- 14 players’ formative coaches formed guard of honour at Twickenham
- “He’s the guy who made me enjoy rugby” – Youngs on his first coach
“Very bubbly, incredibly enthusiastic, loved the game, loved having the ball in his hands and running about – that’s what we tried to encourage.”
That is Mike Bush reflecting on what England scrum half Ben Youngs was like when he first met the four year-old at Holt Rugby Club in Norfolk. And, refreshingly, the Leicester Tigers man remains the same effervescent, buoyant person as a professional athlete.
Bush was one of 14 England players’ formative coaches invited by QBE to provide a guard of honour on the Twickenham pitch ahead of the QBE International against Australia at the end of November.
Youngs, who started at No.9 in the 26-17 victory over the Wallabies, credits his mini and junior coach with providing an environment where kids could enjoy themselves – the most important factor for a youngster starting out in the game.
“I went down to Sunday rugby and he’s the guy who made me enjoy it,” said the 25 year-old. “That’s the only reason I carried on playing – because I loved it – and it’s good to give back to them because they were there every Sunday for the love of the game too. There are lots people out there doing that every Sunday.”

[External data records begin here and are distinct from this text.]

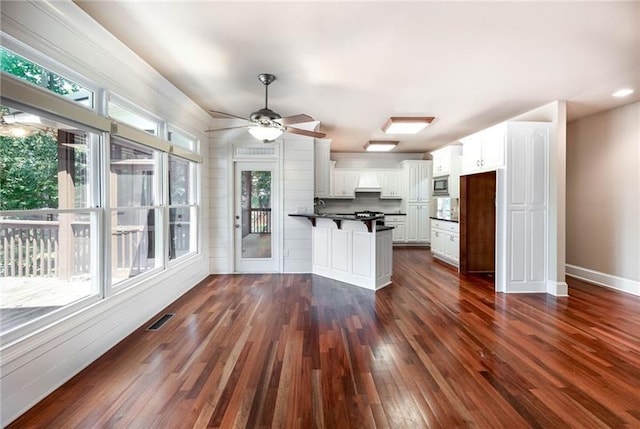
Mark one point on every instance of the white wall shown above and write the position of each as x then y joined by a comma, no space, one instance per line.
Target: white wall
33,367
220,225
603,198
298,189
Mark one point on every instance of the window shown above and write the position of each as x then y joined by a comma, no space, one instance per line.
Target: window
135,217
182,207
121,111
24,69
86,208
48,220
181,139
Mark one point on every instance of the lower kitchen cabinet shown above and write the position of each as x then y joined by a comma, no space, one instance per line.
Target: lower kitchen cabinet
445,241
398,223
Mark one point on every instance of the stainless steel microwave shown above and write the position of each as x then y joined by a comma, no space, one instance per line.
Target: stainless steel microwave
440,186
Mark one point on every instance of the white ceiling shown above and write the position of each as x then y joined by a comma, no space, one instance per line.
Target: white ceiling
352,65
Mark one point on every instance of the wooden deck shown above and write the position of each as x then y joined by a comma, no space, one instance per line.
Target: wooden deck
432,350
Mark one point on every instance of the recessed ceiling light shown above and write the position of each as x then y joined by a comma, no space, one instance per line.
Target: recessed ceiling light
623,92
380,145
406,125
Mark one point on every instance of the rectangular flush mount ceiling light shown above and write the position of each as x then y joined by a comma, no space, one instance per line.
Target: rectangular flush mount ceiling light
406,125
380,145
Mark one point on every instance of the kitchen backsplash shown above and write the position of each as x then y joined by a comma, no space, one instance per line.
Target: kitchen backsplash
363,201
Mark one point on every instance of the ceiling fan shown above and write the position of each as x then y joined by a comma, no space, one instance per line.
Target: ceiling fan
267,125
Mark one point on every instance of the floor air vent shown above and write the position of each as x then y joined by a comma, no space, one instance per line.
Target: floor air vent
160,322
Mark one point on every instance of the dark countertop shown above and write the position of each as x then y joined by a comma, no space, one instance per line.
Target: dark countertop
334,216
450,219
369,221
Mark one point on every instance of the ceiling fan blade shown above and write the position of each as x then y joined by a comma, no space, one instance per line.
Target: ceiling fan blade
226,114
223,129
295,119
306,133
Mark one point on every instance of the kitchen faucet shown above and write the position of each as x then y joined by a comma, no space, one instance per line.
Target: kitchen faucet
318,205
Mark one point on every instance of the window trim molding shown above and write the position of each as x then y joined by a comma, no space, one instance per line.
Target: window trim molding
24,93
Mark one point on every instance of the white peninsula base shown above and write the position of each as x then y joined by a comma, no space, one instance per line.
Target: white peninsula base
352,254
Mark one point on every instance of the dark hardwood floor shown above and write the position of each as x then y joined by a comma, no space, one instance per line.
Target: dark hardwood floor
301,351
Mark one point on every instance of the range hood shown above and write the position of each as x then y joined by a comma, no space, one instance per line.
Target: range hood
368,182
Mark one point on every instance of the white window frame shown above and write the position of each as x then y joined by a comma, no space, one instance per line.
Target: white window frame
56,67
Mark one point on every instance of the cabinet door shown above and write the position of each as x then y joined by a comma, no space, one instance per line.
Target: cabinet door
441,164
424,182
351,181
398,232
394,182
424,223
389,183
344,183
493,146
413,218
412,181
454,247
437,241
339,183
471,153
322,168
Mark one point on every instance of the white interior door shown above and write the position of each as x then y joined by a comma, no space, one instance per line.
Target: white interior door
256,217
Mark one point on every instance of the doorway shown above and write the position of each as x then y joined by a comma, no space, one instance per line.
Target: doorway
256,218
478,223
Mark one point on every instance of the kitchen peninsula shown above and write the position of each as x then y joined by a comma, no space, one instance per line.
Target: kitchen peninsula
351,249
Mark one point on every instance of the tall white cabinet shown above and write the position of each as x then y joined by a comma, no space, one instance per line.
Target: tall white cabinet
418,180
523,208
519,152
322,167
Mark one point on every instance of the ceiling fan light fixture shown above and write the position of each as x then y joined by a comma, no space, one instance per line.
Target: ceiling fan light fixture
380,145
406,125
624,92
266,132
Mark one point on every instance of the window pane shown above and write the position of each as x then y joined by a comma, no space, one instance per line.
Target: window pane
126,116
45,264
43,163
133,243
26,70
182,229
180,187
132,175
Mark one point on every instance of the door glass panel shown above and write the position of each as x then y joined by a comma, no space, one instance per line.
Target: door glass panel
256,214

The grassroots coaches were present at Twickenham to highlight the work of the QBE Coaching Club, which will recruit and retain 2,015 new level two coaches by 2015. They were identified by the players as individuals who had an enduring impact in their early years.
Passionate flanker Tom Wood selected Marc Thomas from Coundon Court School in Coventry, a man who imparted a huge amount of the mental fortitude we see from the Northampton man each time he pulls on an England shirt.

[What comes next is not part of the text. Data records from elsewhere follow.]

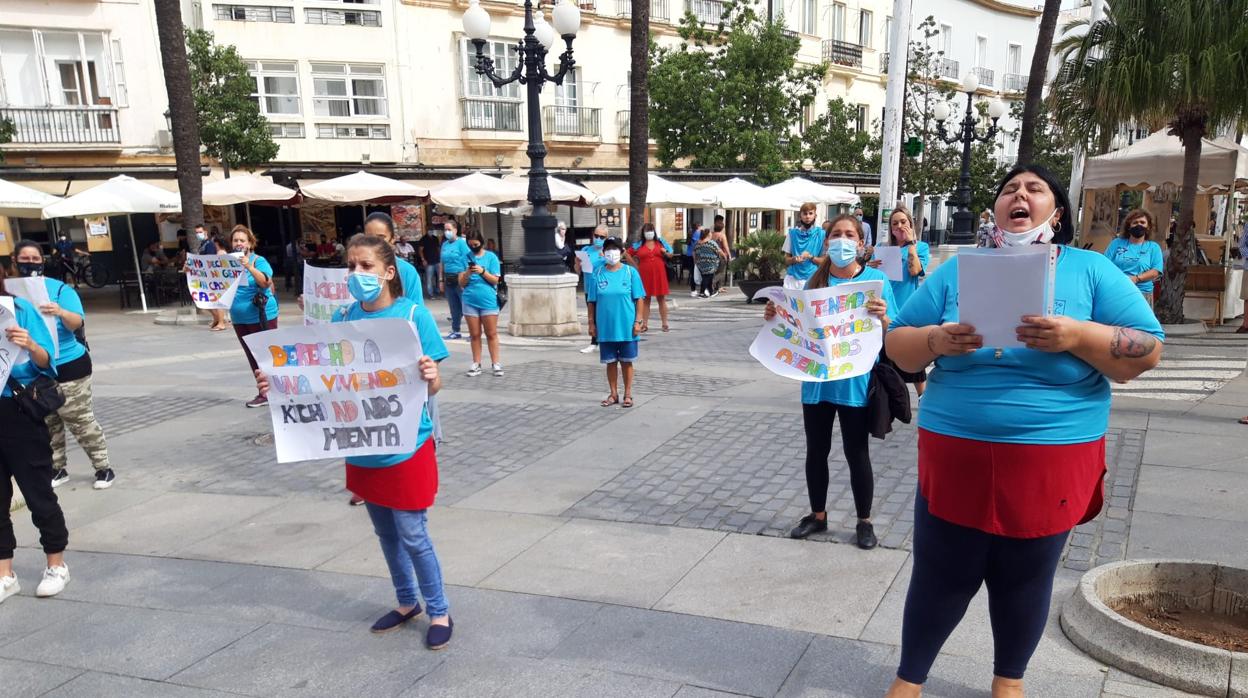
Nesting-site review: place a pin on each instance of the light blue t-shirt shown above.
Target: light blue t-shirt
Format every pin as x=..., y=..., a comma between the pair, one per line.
x=615, y=294
x=481, y=294
x=30, y=320
x=850, y=392
x=906, y=287
x=241, y=311
x=1027, y=396
x=432, y=346
x=454, y=255
x=412, y=287
x=1136, y=259
x=809, y=240
x=65, y=296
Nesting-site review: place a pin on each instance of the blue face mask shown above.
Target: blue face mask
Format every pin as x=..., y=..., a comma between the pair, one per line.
x=363, y=286
x=843, y=251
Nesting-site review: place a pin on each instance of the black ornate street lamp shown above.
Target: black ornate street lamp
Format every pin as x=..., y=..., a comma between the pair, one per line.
x=541, y=257
x=967, y=135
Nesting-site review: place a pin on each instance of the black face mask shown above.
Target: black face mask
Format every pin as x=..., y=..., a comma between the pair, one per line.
x=30, y=269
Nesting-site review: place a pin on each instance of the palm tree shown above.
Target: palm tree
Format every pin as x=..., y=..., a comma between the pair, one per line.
x=639, y=116
x=1036, y=80
x=181, y=106
x=1179, y=63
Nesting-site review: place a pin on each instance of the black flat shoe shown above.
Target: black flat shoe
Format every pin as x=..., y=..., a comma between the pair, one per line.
x=806, y=526
x=866, y=536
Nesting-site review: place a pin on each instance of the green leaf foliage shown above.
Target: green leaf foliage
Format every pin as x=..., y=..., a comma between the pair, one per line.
x=231, y=126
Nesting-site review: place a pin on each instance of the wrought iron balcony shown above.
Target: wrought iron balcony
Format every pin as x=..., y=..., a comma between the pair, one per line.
x=491, y=115
x=843, y=53
x=559, y=120
x=63, y=125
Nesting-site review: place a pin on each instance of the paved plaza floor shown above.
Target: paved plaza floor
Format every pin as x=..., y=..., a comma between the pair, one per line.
x=589, y=551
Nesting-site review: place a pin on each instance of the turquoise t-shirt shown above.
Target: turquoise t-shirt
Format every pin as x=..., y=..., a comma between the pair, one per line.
x=412, y=287
x=30, y=320
x=65, y=296
x=241, y=311
x=454, y=255
x=1136, y=259
x=432, y=346
x=1027, y=396
x=804, y=240
x=850, y=392
x=906, y=287
x=479, y=294
x=615, y=294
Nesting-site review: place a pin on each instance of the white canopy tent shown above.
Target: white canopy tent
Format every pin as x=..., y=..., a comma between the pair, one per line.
x=121, y=195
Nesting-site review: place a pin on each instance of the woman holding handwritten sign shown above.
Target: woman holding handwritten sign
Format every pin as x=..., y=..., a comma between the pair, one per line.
x=823, y=402
x=1011, y=441
x=399, y=488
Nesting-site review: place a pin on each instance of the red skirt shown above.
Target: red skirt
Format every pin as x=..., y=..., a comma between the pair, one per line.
x=409, y=486
x=1015, y=490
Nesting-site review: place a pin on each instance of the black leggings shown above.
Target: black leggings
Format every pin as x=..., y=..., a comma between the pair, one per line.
x=950, y=562
x=819, y=420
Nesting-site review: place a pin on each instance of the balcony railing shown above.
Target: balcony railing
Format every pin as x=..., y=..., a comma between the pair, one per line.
x=1016, y=83
x=64, y=125
x=708, y=11
x=491, y=115
x=658, y=10
x=843, y=53
x=559, y=120
x=987, y=76
x=947, y=69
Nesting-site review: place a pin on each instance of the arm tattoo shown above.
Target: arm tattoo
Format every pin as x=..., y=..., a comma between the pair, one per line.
x=1131, y=344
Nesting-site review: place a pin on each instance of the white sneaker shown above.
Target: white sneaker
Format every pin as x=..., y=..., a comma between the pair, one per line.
x=9, y=587
x=54, y=581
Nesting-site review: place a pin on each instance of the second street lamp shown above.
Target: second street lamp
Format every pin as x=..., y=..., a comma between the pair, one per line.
x=967, y=135
x=541, y=257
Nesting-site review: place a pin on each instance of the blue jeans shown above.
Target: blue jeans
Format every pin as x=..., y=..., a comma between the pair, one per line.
x=456, y=300
x=404, y=537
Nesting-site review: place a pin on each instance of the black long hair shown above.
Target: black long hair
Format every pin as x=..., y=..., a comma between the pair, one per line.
x=1066, y=222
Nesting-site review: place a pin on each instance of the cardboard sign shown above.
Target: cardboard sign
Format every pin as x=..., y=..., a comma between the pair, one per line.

“He [Thomas] wore his heart on his sleeve as a player and he did as a coach as well,” said Wood from the Twickenham tunnel. “Rugby can be an emotional game at times and if you harness it and use it in the right way it is a real strength, but if it gets on top of you in can be your undoing as well. That’s always something I have focussed on and I think it’s stood me pretty well so far.
“He taught me a lot about the emotional side so it’s something I’ve definitely picked up off him. I’ve always been a massive advocate of giving as much back as possible and recognising the hard work that other people have put into my career and my journey. It’s great to be able to repay, in a small way, all the efforts they have put in.”
And expressive character Thomas admitted it would be a struggle to keep his emotions under control as Wood and the England players filed past him to take the field for an important Test match.
Thomas said: “Every time I watch him play it’s one of those lump in the throat moments, and being pitchside is going to be a real moment. I’ll probably take with me to the grave.
“He never missed a session for me and because of that he was a big role model in the school. Lots of the kids looked up to him anyway, with the fact that he hated losing another good reason. He wanted to be the best, he wanted to drag people along with him and that meant the sides that he was in all turned up and got stuck in with him.”
There was also a moving moment for England full back Mike Brown. His father Mick, who took up coaching at Salisbury RFC to spend time more time with his son, suffers from multiple sclerosis and spends much of his time in a wheelchair, but stood to take his place along the other coaches as Mike took the field.
Brown added: “I’d definitely put him up there as one of the best coaches I’ve had. It was great and I tried not to get too emotional when I looked over and saw him standing there.”